Groups 7A2B and 5A4B (The Interpenetrating Network Structure): For mixtures with moderate RCSB content (20–40%), the SEM images (Figure 17 and Figure 19) reveal a fundamental structural shift. Cement hydration products and the asphalt film interweave to form a dense “interpenetrating network structure”. Notably, fibrous C-S-H gels and flaky Ca (OH)₂ crystals are not merely dispersed but are deeply embedded within the asphalt matrix or co-encapsulate the aggregates alongside the bitumen film. This results in an ITZ that is notably broader, more diffuse, and significantly denser, with a marked absence of micro-cracks or structural defects.

The EDS line scans (Figure 18 and Figure 20) across these interfaces demonstrate a broad overlap zone where Ca and C signals coexist and vary gradually. This indicates a gradual chemical gradient rather than the abrupt interface seen in Group 9A, providing empirical evidence of a robust chemo-physical composite bond. This microscopic synergy between the rigidity of the hydration products and the flexibility of the asphalt binder is the primary driver for the mixture’s enhanced retained strength and superior water stability.

Group 3A6B (Skeleton-Dominated Phase and Interfacial Defects): In Group 3A6B (Figure 22), the microstructure transitions into a continuous phase dominated by a rigid skeleton of hydration products and RCSB particles. Here, the asphalt phase is sequestered into discontinuous “islands” or thin films filling the interstitial pores of the rigid matrix. SEM observations further reveal localized agglomeration of RCSB fines and micro-cracks potentially induced by desiccation shrinkage or compaction resistance.

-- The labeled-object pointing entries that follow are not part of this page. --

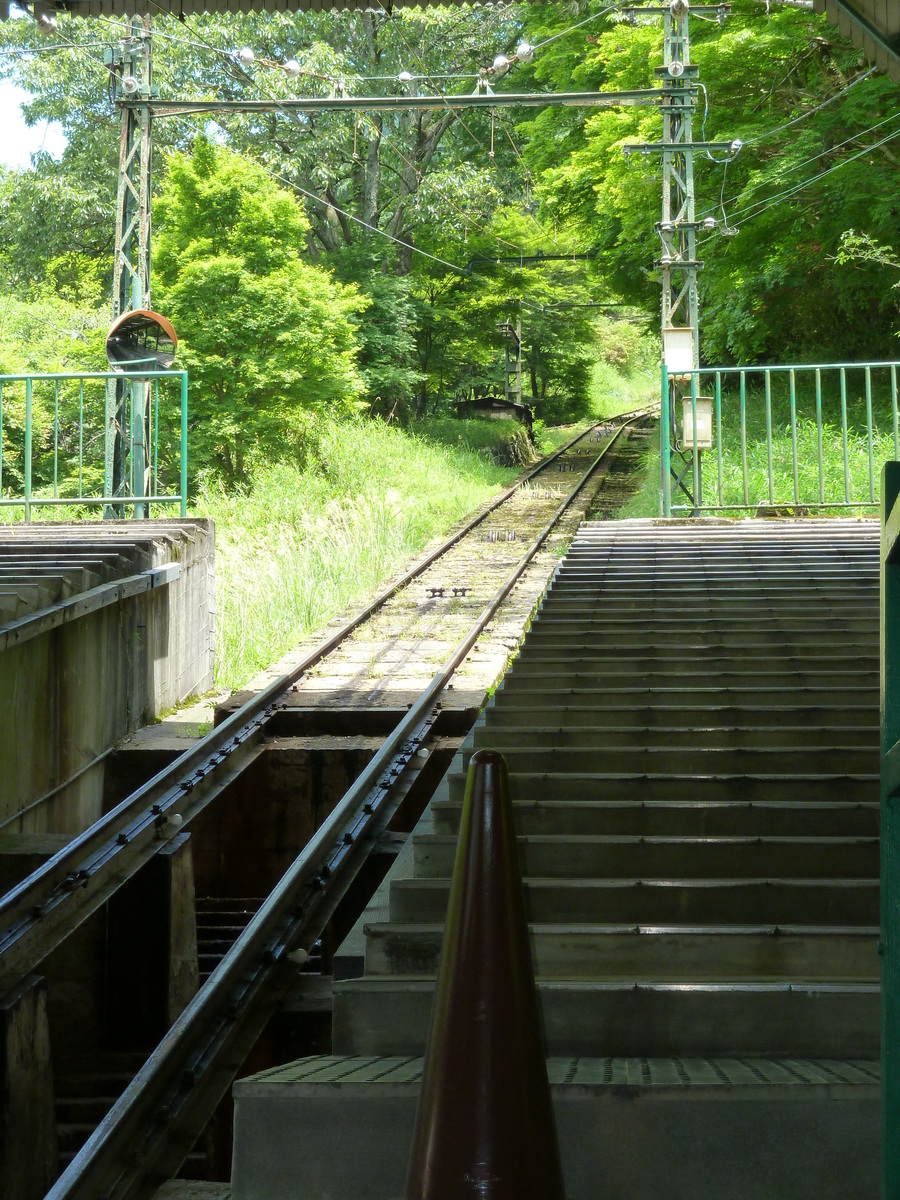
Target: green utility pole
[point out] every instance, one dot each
(131, 67)
(513, 384)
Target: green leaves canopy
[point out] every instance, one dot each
(268, 339)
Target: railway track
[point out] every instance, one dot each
(154, 1125)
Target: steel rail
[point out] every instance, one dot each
(153, 1126)
(49, 904)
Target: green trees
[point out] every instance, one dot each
(267, 337)
(785, 83)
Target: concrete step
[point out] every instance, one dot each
(511, 737)
(685, 819)
(756, 1128)
(550, 856)
(664, 901)
(390, 1015)
(515, 707)
(755, 609)
(682, 629)
(663, 953)
(687, 759)
(687, 695)
(577, 669)
(747, 789)
(664, 658)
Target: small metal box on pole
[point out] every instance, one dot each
(678, 351)
(705, 423)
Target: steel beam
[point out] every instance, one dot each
(391, 103)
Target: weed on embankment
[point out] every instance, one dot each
(301, 544)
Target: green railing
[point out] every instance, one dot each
(801, 437)
(889, 941)
(94, 439)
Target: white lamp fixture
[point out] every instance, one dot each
(678, 349)
(705, 423)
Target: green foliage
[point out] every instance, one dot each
(301, 544)
(772, 292)
(265, 337)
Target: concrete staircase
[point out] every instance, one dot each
(693, 737)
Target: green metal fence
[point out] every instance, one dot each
(97, 439)
(802, 437)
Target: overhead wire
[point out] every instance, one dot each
(805, 162)
(760, 207)
(473, 219)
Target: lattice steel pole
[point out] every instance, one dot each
(678, 263)
(131, 66)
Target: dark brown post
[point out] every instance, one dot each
(28, 1125)
(485, 1123)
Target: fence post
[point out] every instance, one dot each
(889, 941)
(28, 449)
(665, 450)
(184, 444)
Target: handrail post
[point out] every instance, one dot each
(665, 448)
(184, 444)
(889, 941)
(29, 435)
(485, 1121)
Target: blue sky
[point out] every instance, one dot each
(17, 141)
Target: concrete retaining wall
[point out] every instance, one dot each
(69, 694)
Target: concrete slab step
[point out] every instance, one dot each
(709, 820)
(576, 669)
(666, 658)
(687, 819)
(390, 1015)
(624, 1121)
(511, 707)
(756, 609)
(681, 629)
(592, 856)
(687, 759)
(664, 901)
(511, 737)
(622, 786)
(664, 953)
(688, 695)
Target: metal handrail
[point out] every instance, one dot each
(29, 501)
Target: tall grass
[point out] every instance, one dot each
(304, 543)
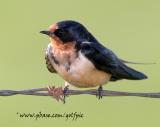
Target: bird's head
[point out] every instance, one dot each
(68, 31)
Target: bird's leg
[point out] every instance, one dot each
(100, 92)
(55, 92)
(66, 88)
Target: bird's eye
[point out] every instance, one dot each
(64, 35)
(60, 32)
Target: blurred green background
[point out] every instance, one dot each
(130, 28)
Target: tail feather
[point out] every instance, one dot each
(125, 72)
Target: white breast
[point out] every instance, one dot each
(81, 73)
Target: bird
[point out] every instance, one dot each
(81, 60)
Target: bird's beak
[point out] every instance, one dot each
(46, 32)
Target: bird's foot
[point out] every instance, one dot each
(56, 93)
(65, 90)
(100, 92)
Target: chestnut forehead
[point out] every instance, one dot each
(53, 27)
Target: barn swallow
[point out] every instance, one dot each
(81, 60)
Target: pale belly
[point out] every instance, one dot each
(82, 73)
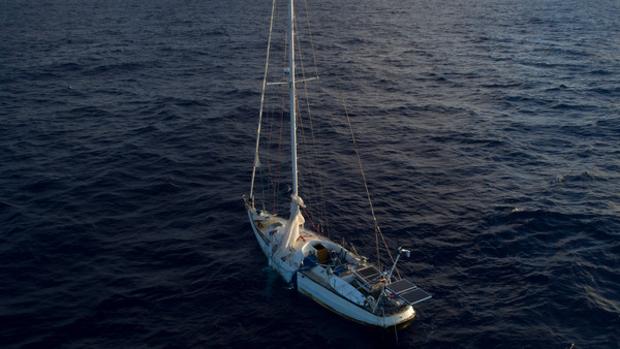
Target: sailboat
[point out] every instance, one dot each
(336, 277)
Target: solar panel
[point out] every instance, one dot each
(368, 272)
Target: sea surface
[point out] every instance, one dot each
(489, 131)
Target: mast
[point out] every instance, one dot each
(293, 100)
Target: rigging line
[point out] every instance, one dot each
(262, 101)
(307, 15)
(317, 178)
(378, 232)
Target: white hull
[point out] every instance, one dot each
(325, 296)
(346, 308)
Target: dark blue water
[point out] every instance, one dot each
(490, 131)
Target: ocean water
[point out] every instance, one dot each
(489, 130)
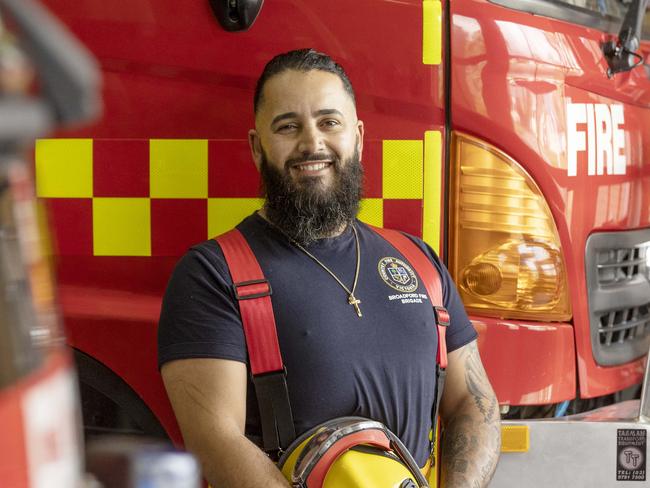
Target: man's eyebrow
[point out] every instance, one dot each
(327, 111)
(318, 113)
(287, 115)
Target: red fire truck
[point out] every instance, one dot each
(510, 134)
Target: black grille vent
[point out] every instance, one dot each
(618, 285)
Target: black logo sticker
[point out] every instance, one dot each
(631, 454)
(397, 274)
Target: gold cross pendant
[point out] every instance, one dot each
(355, 303)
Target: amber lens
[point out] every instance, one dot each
(505, 250)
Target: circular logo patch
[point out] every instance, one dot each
(397, 274)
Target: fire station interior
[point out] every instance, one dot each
(510, 136)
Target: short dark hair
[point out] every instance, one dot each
(300, 60)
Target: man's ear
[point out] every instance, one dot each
(360, 138)
(256, 147)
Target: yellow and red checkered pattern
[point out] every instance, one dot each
(157, 197)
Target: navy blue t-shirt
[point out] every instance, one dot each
(379, 366)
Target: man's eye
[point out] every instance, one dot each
(330, 123)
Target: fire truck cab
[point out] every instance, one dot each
(510, 134)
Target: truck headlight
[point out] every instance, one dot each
(505, 253)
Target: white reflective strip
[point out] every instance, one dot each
(51, 435)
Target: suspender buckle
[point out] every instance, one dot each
(247, 290)
(442, 316)
(276, 419)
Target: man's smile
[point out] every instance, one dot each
(312, 168)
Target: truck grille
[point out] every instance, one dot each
(618, 280)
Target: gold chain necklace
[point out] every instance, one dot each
(352, 300)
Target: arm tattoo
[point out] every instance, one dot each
(471, 441)
(485, 402)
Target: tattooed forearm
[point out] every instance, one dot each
(471, 439)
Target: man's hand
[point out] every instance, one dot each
(209, 400)
(469, 410)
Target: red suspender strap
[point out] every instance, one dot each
(253, 293)
(431, 279)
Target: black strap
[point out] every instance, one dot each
(278, 430)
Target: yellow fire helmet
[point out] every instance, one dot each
(350, 452)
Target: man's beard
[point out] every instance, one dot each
(306, 210)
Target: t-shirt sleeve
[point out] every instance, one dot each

Due to the relative binder deficiency in this high-surface-area system, certain RCSB surfaces remain incompletely coated. The EDS element distribution (Figure 22) returns to a sharp, “cliff-like” transition for Ca and C signals at the ITZ, indicating that excessive RCSB content prevents the asphalt from forming a cohesive coating. This microscopic discontinuity correlates directly with the observed decline in the mixture’s mechanical strength and dynamic stability.

In summary, the SEM and EDS analyses provide consistent and reliable comparative evidence for the macro-performance variations observed in the RCSB/RAP composite system. The formation of a high-performance recycled mixture is fundamentally governed by the interfacial synergy between the viscoelastic asphalt film and the rigid cementitious hydration products. Within the optimal RCSB range (20–40%), the most desirable “interpenetrating network” is established. In this state, the flexibility of the asphalt matrix effectively blunts micro-crack propagation, while the rigid crystalline framework of the RCSB and C-S-H gels provides the necessary structural stability. This dual-phase reinforcement explains why Group 7A2B achieved the peak splitting strength and superior moisture resistance. Conversely, both the “asphalt-dominated” phase (Group 9A) and the “skeleton-dominated” phase (Group 3A6B) exhibit interfacial weaknesses—either due to a lack of rigid reinforcement or an insufficient binder coating. These microscopic findings validate that 20–40% RCSB incorporation represents the “Goldilocks zone” for achieving a balanced, robust, and durable pavement material.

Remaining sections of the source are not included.